Then Came Bronson, Warner Brothers Archive Collection
Sixty-nine was a pivotal time in American history. It was also a beginning of sorts for my love affair with motorcycles, begat in large part by a short-lived television series starting that year—Then Came Bronson. I was 12 years-old and devoured every episode of the lonely stranger and his eye-emblazoned Sportster wandering across the country. This movie introduced Jim Bronson (Michael Parks) to the world.
The film begins with Jim’s friend, Nick (Martin Sheen) in crisis and disillusioned with life — as so many young men are. Part of the “Stompers” motorcycle club, Nick had settled down with a wife and a “real” job—offering much promise for advancement according to his wife—but he knows better. Dead end, dull job, responsibilities, and no resources—is that what life is all about? The only thing he has worth anything is his Sportster, so under the Golden Gate Bridge he asks Jim to buy it from his wife and then promptly jumps to his death,
Jim returns to the office of his once-valued profession, a reporter, only to realize he is facing much the same as his friend—a dull job and an industry hungry for unsavory stories, ones that “show people at their worst.” Jim loads up the Sportster and hits the road.
He doesn’t get far before he eyes a young girl (Temple Brooks, played by Bonnie Bedelia), running away from her pending life of responsibility, shedding her wedding dress and engagement ring on a northern California beach. She runs away sans clothes, but they meet again when she runs Bronson off the road. Jim catches up and lets her driver door have it with a kick of his boot. Off he goes, suitably avenged. At a gas stop, they meet again, where the convertible driver becomes a passenger on the Sportster, abandoning her car as the result of a curious policeman’s questions.
From here on love fitfully blooms. On the road to New Orleans they slowly figure each other out. However, on arrival they realize they need to part, he to continue his quest for meaning and her to return to the very thing that had scared her onto the road with Jim.
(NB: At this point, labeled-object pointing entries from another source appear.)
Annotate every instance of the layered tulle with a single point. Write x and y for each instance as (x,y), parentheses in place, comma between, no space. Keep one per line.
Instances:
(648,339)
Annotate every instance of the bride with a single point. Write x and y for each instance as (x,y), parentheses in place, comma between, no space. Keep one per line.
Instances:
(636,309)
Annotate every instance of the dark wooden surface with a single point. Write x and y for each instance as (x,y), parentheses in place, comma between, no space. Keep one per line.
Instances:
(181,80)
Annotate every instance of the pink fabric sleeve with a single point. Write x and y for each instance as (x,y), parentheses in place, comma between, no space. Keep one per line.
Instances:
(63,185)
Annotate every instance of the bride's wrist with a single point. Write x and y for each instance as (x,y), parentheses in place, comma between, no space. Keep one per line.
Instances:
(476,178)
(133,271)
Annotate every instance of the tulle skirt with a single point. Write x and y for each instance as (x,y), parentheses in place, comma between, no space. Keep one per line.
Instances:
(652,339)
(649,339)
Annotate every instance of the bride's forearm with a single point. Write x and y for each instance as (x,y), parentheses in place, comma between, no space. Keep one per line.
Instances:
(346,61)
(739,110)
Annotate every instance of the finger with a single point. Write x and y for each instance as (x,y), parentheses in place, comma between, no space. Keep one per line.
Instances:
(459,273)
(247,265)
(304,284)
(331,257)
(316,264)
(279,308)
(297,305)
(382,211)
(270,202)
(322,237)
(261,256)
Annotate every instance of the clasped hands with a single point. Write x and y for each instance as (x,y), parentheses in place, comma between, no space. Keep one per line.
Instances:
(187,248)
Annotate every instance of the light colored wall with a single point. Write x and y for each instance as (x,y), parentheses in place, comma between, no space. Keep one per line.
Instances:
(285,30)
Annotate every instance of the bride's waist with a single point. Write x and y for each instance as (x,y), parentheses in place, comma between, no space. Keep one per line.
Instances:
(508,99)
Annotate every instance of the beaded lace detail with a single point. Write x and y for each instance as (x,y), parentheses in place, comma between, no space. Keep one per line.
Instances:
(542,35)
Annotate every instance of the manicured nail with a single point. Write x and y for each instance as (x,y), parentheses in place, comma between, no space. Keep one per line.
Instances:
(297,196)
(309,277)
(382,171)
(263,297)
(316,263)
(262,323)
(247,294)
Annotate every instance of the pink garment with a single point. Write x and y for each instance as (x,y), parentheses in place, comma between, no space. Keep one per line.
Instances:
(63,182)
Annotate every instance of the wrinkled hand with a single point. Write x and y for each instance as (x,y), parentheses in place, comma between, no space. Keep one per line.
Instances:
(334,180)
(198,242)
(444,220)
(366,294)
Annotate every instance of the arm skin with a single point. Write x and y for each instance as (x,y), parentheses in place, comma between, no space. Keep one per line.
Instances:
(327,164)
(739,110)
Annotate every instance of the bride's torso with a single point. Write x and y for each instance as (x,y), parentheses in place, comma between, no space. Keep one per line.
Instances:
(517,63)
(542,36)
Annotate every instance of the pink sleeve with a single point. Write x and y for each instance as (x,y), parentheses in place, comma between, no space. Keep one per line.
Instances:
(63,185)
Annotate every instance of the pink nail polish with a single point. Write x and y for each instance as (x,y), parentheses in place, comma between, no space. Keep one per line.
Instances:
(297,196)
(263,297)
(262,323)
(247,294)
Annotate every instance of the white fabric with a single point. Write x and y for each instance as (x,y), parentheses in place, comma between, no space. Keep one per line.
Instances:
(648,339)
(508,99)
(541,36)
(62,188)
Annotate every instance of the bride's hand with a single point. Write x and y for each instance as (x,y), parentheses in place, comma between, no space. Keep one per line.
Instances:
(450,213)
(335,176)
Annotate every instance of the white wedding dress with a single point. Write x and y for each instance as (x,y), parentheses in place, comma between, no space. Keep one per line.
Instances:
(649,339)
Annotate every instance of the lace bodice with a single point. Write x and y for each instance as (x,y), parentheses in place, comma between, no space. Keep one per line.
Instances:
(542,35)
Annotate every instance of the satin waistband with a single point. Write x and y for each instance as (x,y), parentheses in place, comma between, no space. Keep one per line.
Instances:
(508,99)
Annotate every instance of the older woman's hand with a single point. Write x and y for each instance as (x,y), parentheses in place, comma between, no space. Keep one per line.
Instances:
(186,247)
They part and Bronson rides into television history over the next 2 years and 26 episodes.
What is interesting is the kind of biker Bronson is. He’s not a tear-it-up terrorizer of decent common folk, as so many movies make us out to be. Neither is he the trendy young motorcyclist so many Honda ads of the time purported us to be, riding our little, brightly colored scoots, wearing white slacks and boat shoes, and with a pert college girl on back.
What Bronson was, and what I aspire to be as a biker and a person, is a self-reliant man in charge of his bike and his life, not the pawn of others. He’s quiet and a thinker, and not afraid to get his hands dirty for that next tank of gas and a bit of food, or wrenching his ride on the side of the highway. He’s not a pushover, but neither is he a troublemaker. He leads himself and is not led by others. He lives by his own rules, but they are not thoughtless or selfish rules and he listens more than he talks. What it all comes down to is his choice of going out and living his life, instead of accepting life as other people tell him it is or should be.
Bronson is so soft-spoken I occasionally had to back up to catch quiet bits of dialogue set against the unmistakably late 60s music. Maybe someday that music will attain an aura of classicism, but to my ears it is awkward. The movie, however, makes up for that music by a couple instances of a nice rendition of “Wayfaring Stranger” sung by Michael Parks and Bonnie Bedelia.
For an observant rider, little things like the magical appearance of knobbies on the Sportster (really a Jawa) for the hill-climbing scene may disturb the flow a bit, but the story is worth putting up with little inconsistencies. Many viewers will not even notice the poetic license taken here and there. If you recall the show from your youth and enjoy an occasional blast from the past, pick up this flick. Be warned—you may end up following your viewing with online searches for TV episodes and “Bronson Bikes.” You may even think about your life, your choices, and what you love about riding. This DVD is available from Warner Broadcasting and at Amazon.com.